A distanza di 14 anni (e di svariati milioni) si può ancora parlare di “errore”? E che dire del Ministero dell’Istruzione? All’epoca il Miur, oggi assai silente sulla vicenda, si poteva considerare anche “parte offesa”, non avendo per altro cariche societarie o rappresentative all’interno del Cineca. Ma dal 2006 ne è il socio di controllo. Ed è proprio sotto la guida del ministero, che ogni anno ne vidima i bilanci ed esercita la vigilanza sull’ente “per statuto”, che Cineca è riuscito a imporsi come gigante dell’informatica di Stato con 600 dipendenti e un bilancio su cui passano 100 milioni di euro l’anno.
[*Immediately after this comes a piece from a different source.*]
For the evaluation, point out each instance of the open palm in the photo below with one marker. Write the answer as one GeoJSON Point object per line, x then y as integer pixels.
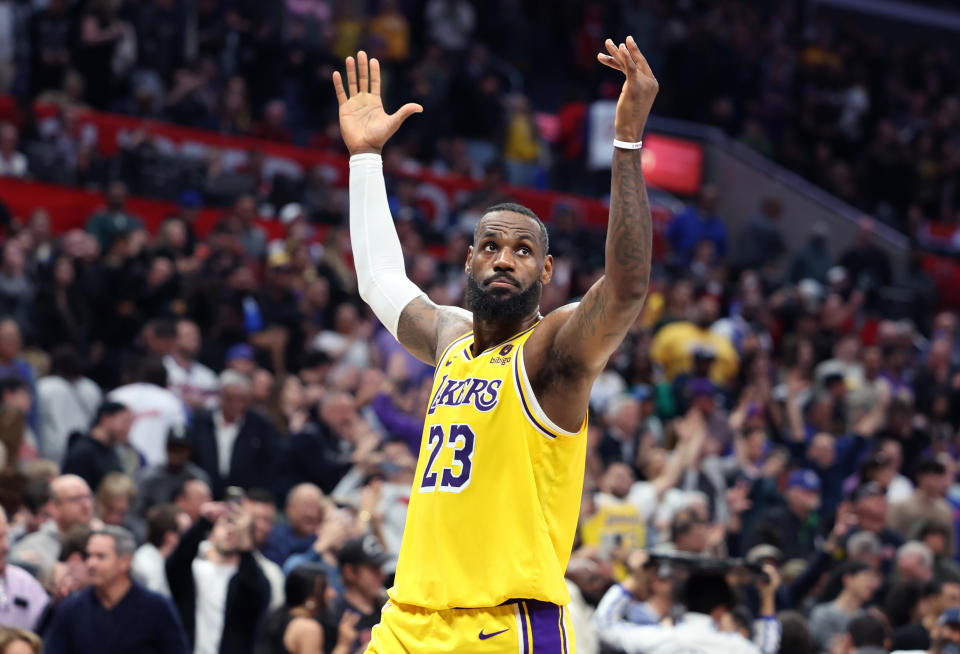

Come se ne esce? Come ha indicato l’Unione Europea, quando è stata sottoposta la questione della natura giuridica del consorzio: bisognerebbe “spacchettare” il consorzio, separando attività istituzionale e commerciale, in modo da rendicontarle distintamente e pagare le giuste tasse. Ma facendo questo, Cineca dovrebbe rinunciare all’Eden che gli ha permesso di diventare una potenza: la manna dei finanziamenti ministeriali insieme alla possibilità di operare come impresa di mercato senza concorrente perché beneficiaria di affidamenti diretti senza gara presso tutti gli atenei consorziati. Se la dividi, insomma, perdi 30 milioni di contributi e in più devi competere sul mercato. Il gigante coi piedi d’argilla, a quel punto, crollerebbe.